If it turns out that we have to strongly define name contexts we will have to do so in a similar fashion as we did for the Stakeholder Identifier. This has heavy methodological ramifications. We'll have to flesh these out on the next call.
The problem is that the use cases that Dawid contributed (person named X at hospital A and Y at hospital B) seem to be properly supported only through an association from name variant to an Organization class in the RIM.
However, Joanne Larson's examples did not bind a name to an organization but rather to a License! The typical Doctoral thesis name does not have any organization to associate with. And a "doctoral thesis" is not a RIM class. So how can we ever strongly associate with such things?
After all, what are the "purpose codes" for name variants. Please contemplate this issue, since I still don't have any clue. Our name type codes were either related to name parts "A, L, M, C, B, P" or they were useless "D - display".
We need use cases for the Australian "tribal" names that have been mentioned. Please give some real examples which look credibly and can published ("Bill Smith" doesn't sound like a tribal name to me.)
How do we deal with contexts (see above)?
Degrees of formality are not relevant in Holland, but might well be in Asia? E.g., sloppy (Kiki), familiar (Kathy), nick (Kathrin), of record (Katharina) highly official (Ekatharina). We need input from Japan on that.
The name part classifier table is not yet complete. We need to find markers for noblety titles and academic and other professional titles. Please make suggestions.
Next conference call is next Monday, March 8, 1999, 2:00 PM EST.
Note the unusual time. This is because we will have Irma, Klaus and Dawid with us again.
Agenda items are:
We need to get closure on those three items now so that we can move on.

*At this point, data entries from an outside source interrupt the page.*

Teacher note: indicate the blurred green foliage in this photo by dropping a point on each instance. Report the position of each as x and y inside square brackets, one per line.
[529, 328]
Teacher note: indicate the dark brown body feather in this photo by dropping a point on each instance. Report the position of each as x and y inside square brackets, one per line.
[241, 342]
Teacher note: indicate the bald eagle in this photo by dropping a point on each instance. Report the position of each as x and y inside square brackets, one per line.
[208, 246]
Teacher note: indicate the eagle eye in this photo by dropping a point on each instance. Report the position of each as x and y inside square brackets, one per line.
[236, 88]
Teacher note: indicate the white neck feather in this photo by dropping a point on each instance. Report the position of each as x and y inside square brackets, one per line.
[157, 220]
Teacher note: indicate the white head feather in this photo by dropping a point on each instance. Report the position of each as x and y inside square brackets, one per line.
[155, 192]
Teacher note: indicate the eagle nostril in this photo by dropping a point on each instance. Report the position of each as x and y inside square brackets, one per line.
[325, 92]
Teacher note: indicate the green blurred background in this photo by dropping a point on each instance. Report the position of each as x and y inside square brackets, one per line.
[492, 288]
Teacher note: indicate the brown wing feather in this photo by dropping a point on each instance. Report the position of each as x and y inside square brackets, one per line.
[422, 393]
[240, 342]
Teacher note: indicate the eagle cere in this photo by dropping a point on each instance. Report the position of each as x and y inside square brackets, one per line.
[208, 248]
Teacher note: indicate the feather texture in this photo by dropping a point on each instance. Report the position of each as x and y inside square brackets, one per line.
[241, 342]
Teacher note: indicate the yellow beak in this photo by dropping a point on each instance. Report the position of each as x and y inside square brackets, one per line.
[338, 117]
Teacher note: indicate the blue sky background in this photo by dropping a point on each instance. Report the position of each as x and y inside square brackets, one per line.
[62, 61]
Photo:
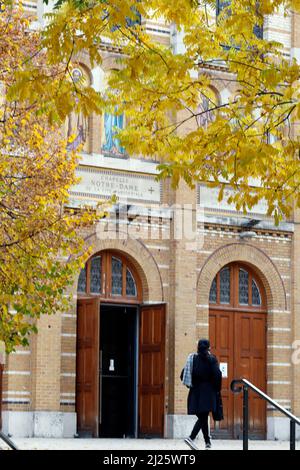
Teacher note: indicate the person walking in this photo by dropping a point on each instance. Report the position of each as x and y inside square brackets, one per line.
[203, 377]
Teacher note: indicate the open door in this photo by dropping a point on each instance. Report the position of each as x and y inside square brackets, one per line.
[152, 370]
[87, 366]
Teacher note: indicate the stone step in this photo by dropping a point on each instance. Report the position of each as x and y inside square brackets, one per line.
[141, 444]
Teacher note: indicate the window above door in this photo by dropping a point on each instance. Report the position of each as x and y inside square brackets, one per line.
[110, 275]
[237, 286]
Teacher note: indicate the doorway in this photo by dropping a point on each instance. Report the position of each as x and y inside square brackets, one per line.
[118, 371]
[237, 326]
[120, 353]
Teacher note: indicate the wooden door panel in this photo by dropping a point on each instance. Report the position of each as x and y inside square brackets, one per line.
[87, 366]
[152, 370]
[250, 363]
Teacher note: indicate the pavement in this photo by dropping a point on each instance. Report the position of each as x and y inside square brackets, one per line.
[139, 444]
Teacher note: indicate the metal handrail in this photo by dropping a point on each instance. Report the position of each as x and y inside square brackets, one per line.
[245, 386]
[8, 441]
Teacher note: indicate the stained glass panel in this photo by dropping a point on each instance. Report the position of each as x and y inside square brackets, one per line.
[225, 286]
[96, 275]
[81, 287]
[130, 284]
[213, 292]
[116, 276]
[243, 287]
[256, 299]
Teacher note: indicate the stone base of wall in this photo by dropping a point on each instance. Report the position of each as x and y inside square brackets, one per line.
[278, 429]
[180, 426]
[38, 424]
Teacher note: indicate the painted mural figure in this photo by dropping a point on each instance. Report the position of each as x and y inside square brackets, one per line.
[113, 122]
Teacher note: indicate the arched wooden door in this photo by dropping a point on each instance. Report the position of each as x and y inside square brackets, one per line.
[237, 324]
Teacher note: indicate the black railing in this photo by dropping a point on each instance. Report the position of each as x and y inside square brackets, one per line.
[244, 385]
[8, 441]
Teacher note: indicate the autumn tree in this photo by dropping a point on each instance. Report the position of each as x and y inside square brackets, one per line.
[249, 143]
[40, 249]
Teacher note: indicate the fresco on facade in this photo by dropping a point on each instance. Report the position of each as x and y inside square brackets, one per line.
[113, 123]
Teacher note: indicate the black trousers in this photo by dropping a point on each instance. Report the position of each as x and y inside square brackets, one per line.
[201, 423]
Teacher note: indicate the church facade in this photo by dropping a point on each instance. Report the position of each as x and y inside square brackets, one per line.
[168, 267]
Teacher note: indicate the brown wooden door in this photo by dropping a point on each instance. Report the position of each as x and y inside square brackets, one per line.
[87, 365]
[1, 375]
[237, 322]
[221, 339]
[250, 363]
[152, 370]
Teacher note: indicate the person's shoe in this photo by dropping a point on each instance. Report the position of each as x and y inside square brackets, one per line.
[191, 443]
[208, 445]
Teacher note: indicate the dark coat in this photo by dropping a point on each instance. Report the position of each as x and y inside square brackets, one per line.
[207, 381]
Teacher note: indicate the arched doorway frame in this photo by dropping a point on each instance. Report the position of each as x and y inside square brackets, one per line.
[266, 270]
[152, 315]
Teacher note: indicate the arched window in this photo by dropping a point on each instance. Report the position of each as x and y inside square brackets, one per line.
[237, 286]
[111, 276]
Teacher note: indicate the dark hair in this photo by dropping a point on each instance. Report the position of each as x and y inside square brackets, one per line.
[203, 347]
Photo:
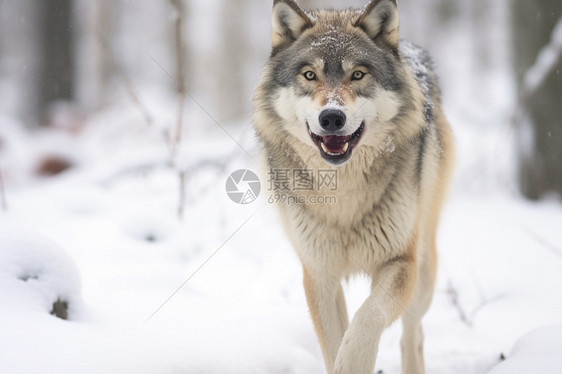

Please, please, read and think about the notes of the last three conference calls to make sure you fully understand and can "sbuscribe" to what is proposed. We need a concentrated and informed discussion or we can not finish.
Unfortunately we haven't even touched the organization name yet. However, I presume that this is simple. We just do the same as in person name just with other tags. There are much less tags.
We have never accomplished four agenda items in one call, so it seems likely we have to split into two. However, please, please get yourself a strong and informed oppinion so we can move on quickly.